長男(8歳)が興味を持っているので、ケミストリークエスト(以下ケミクエ)を買った。
元はと言えば、読売KODOMO新聞についてきたおまけだ。
このカードゲームを、枚数を減らして「体験」できるようにしたもの。
僕も以前から話は聞いていて興味あったが…この体験版、長男は喜んで遊んでいたが、正直なところ僕にはつまらなかった。
ここで疑問が生じる。
1) 体験版として枚数を減らしたからつまらない。
2) 体験版だから、十分面白さが伝わるように作っているのだが、つまらない。
1 なら、商品を買えばもっと楽しめるだろう。
2 なら、買うほどのものではない、ということになる。
体験版の何がつまらないかというと、ゲーム上の選択肢が皆無なのだ。
お互いカードを切ってならべ、選択肢のないルールによって機械的にゲームを進めるだけ。

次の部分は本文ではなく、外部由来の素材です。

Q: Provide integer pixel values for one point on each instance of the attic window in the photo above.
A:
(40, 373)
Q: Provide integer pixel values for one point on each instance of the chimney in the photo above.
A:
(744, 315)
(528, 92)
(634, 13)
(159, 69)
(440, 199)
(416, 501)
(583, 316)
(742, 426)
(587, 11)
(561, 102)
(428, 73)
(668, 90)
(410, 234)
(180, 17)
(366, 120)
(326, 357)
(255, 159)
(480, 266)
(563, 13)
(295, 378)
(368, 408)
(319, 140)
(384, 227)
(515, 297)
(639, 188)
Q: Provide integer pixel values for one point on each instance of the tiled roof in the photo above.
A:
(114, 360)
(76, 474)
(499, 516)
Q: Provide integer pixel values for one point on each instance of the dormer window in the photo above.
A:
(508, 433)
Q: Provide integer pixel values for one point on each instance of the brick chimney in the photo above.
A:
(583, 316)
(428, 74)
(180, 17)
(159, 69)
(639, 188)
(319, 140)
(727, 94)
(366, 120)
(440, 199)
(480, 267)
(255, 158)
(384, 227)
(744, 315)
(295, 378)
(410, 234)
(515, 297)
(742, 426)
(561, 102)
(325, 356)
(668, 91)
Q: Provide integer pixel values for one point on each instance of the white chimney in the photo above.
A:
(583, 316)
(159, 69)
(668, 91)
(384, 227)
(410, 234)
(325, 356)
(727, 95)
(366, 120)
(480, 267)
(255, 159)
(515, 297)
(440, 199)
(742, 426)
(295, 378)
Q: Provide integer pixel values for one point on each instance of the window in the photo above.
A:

調べてみるとこのゲーム、商品版でも「つまらない」との評判が多い。
でも、商品版では選択肢が生じる工夫があるようだ。
先日、ピューロランドに行った際に、平日なので長男はいけなかった。
長女・次女だけ、どきどきマジカルマーチ(参加費600円)を楽しみ、お土産(300円未満)を買ってきて、さらにマクドナルドでハッピーセット(350円程度)を買った。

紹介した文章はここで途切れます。